Sedangkan pengertian perjanjian kerja menurut Undang-undang No. 25 Tahun 1979 tentang Ketenagakerjaan sifatnya lebih luas. Dikatakan lebih luas karena menunjuk pada hubungan antara pekerja dan pengusaha dalam bentuk tertulis maupun lisan, dan jangka waktunya tertentu maupun tidak, lebih luas karena memuat syarat-syarat kerja, hak dan kewajiban. Syarat kerja berkaitan dengan pengakuan terhadap serikat pekerja, sedangkan hak dan kewajiban para pihak salah satunya adalah upah di samping hak dan kewajiban lain yang akan dibicarakan secara tersendiri.

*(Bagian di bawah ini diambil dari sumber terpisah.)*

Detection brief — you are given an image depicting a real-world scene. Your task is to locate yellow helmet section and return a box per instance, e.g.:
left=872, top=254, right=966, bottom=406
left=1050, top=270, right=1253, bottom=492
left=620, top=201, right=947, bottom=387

3. Unsur-unsur dalam Perjanjian Kerja

Berdasarkan pengertian perjanjian kerja di atas, dapat ditarik beberapa unsur dari perjanjian kerja yakni:

a. Adanya unsur work atau pekerjaan.

Dalam suatu perjanjian harus ada pekerjaan yang diperjanjikan (obyek perjanjian), pekerjaan tersebut haruslah dilakukan sendiri oleh pekerja, hanya dengan seizin majikan dapat menyuruh orang lain. Hal ini dijelaskan dalam KUHPerdata pasal 1603 a yang berbunyi :

“Buruh wajib melakukan sendiri pekerjaannya, hanyalah dengan izin majikan ia dapat menyuruh seorang ketiga menggantikannya”.

b. Adanya unsur perintah

Manifestasi dari pekerjaan yang diberikan kepada pekerja oleh pengusaha adalah pekerja yang bersangkutan harus tunduk pada perintah pengusaha untuk melakukan pekerjaan sesuai dengan yang diperjanjikan.

c. Adanya waktu

Adanya waktu yang dimaksudkan adalah dalam melakukan pekerjaan harus disepakati jangka waktunya.

d. Adanya upaya

Upah memegang peranan penting dalam hubungan kerja (perjanjian kerja), bahkan dapat dikatakan bahwa tujuan utama seorang pekerja bekerja pada pengusha adalah untuk memperoleh upah, sehingga jika tidak ada unsur upah, maka suatu hubungan tersebut bukan merupakan hubungan kerja.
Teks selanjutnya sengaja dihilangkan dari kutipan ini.